GPT-4 Tutorial: How to Chat With Multiple PDF Files (~1000 pages of Tesla's 10-K Annual Reports)
Based on Chat with data's video on YouTube. If you like this content, support the original creators by watching, liking and subscribing to their content.
Convert each PDF to text, then chunk it to fit model context limits before embedding.
Briefing
Answering questions across multiple massive PDF files—like several years of Tesla 10-K annual reports—becomes practical when each document is converted into searchable embeddings and the system can dynamically route a user’s question to the right year-specific “namespace” in a vector database. The core payoff: a single chat can retrieve relevant passages from 2020, 2021, and 2022 reports, then compute or summarize across them while citing the underlying page sources.
The workflow starts with ingestion. Each PDF is converted from binary into text, then split into chunks because models only handle limited context at a time. Those chunks are embedded into numeric vectors (representations of meaning) and stored in a vector store so retrieval can happen fast. The design uses separate namespaces per year—e.g., Tesla 2020, Tesla 2021, Tesla 2022—so the system can search within the correct subset of documents. Pinecone is used as the vector store, and the embeddings dimension must match the embedding model output (the transcript notes 1536 for OpenAI embeddings).
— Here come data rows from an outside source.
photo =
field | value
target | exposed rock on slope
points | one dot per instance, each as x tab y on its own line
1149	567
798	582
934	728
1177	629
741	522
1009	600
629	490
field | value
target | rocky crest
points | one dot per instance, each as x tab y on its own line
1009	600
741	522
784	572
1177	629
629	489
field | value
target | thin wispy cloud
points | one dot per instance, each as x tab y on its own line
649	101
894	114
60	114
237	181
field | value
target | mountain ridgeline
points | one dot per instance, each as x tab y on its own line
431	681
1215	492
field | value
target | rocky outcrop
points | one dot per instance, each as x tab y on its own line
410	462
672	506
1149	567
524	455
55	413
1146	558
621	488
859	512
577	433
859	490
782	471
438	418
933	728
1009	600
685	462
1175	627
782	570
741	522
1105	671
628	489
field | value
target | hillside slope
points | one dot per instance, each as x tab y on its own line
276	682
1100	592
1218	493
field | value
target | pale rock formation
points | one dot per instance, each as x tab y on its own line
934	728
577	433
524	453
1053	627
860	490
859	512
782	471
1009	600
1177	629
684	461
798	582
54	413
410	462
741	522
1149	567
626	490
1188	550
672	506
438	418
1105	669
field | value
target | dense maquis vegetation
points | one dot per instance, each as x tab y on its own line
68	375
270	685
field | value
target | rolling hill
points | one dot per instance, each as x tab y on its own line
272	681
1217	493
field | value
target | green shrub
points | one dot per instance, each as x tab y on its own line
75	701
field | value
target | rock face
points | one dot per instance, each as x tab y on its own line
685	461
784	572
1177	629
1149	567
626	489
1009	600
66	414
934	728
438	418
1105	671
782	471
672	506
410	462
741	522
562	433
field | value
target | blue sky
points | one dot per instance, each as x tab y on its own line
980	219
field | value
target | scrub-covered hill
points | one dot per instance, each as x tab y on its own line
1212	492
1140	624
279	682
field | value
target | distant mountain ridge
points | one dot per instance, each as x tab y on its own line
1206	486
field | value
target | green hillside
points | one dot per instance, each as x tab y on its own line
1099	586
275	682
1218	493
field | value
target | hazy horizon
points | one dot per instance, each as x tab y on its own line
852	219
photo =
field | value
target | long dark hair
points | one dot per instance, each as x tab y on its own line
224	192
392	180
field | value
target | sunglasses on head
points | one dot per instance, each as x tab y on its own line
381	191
During ingestion, metadata such as page numbers and source references are attached to chunks so answers can be grounded with citations.
Query-time logic is where multi-year analysis is made to work. For a single-year question, the system can search one namespace directly. But cross-year questions require a routing strategy: the system must determine which years the user is referring to, then search multiple namespaces and combine the retrieved context. To avoid hard-coding, GPT-4 is used to extract the years from the user’s question (via a function that returns the referenced years). Those years are mapped to the corresponding namespaces. Once the relevant namespaces are identified, the system retrieves top-matching chunks from each, merges the context, and sends it to GPT-4 to produce a synthesized answer.
The transcript demonstrates this with finance-style prompts such as “What were the risk factors for Tesla 2022?” (with page-level references) and then escalates to questions spanning multiple years, like gross margin changes over three years and revenue growth calculations. In the multi-year case, the system not only pulls supporting excerpts from each annual report but also performs arithmetic based on the retrieved statements (for example, computing revenue growth using consolidated statement figures). The demo also references a front-end and API adaptation, with LangChain chains orchestrating the steps: extracting years, retrieving from Pinecone namespaces, and generating the final response.
Implementation details reinforce operational realism: ingestion is done via scripts that load PDFs from a reports folder, chunk them (the transcript mentions chunk sizes and overlap), and insert vectors in batches because Pinecone has limits (the transcript notes a recommendation around 100 vectors per insert). The result is an architecture that can chat over roughly a thousand pages across multiple PDFs while keeping answers tied to the original documents—turning tedious reading into targeted, source-cited analysis across time.
Cornell Notes
The system turns each year’s Tesla 10-K PDFs into text chunks, embeds those chunks into vectors, and stores them in a vector database (Pinecone) under year-specific namespaces (e.g., Tesla 2020, Tesla 2021, Tesla 2022). When a user asks a question, GPT-4 extracts which years are referenced, maps those years to the matching namespaces, retrieves the most relevant chunks from each, and then generates a combined answer with citations to the source pages. This dynamic namespace routing is what enables cross-year analysis instead of only single-PDF Q&A. Page numbers and source references are preserved as metadata during ingestion so the final responses can be checked against the original filings.
Why convert PDFs into embeddings and store them in a vector database?
What problem does “namespaces per year” solve?
How does the system handle questions that mention multiple years without hard-coding?
How are citations and page references preserved?
What operational constraints matter when inserting vectors into Pinecone?
What kinds of questions work best in this setup?
Review Questions
- How does dynamic year extraction change the retrieval process compared with a fixed single-namespace approach?
- Describe the ingestion pipeline from PDF to Pinecone, including chunking and metadata. Why is chunking necessary?
- What configuration details (e.g., embedding dimension, index name, environment) must match between code and Pinecone for insertion and retrieval to work?
Key Points
- 1
Convert each PDF to text, then chunk it to fit model context limits before embedding.
- 2
Store embeddings in Pinecone under year-specific namespaces so retrieval can be scoped to the right annual report.
- 3
Use GPT-4 to extract which years a user’s question references, then map those years to the correct namespaces dynamically.
- 4
Retrieve relevant chunks from each identified namespace, merge the context, and generate a synthesized answer with citations.
- 5
Attach page numbers and source references as metadata during ingestion so answers can be cross-checked in the original filings.
- 6
Insert vectors in batches to respect Pinecone limits, and ensure embedding dimensions and Pinecone configuration match the code.
- 7
Use LangChain chains to orchestrate year extraction, vector retrieval, and final GPT-4 response generation.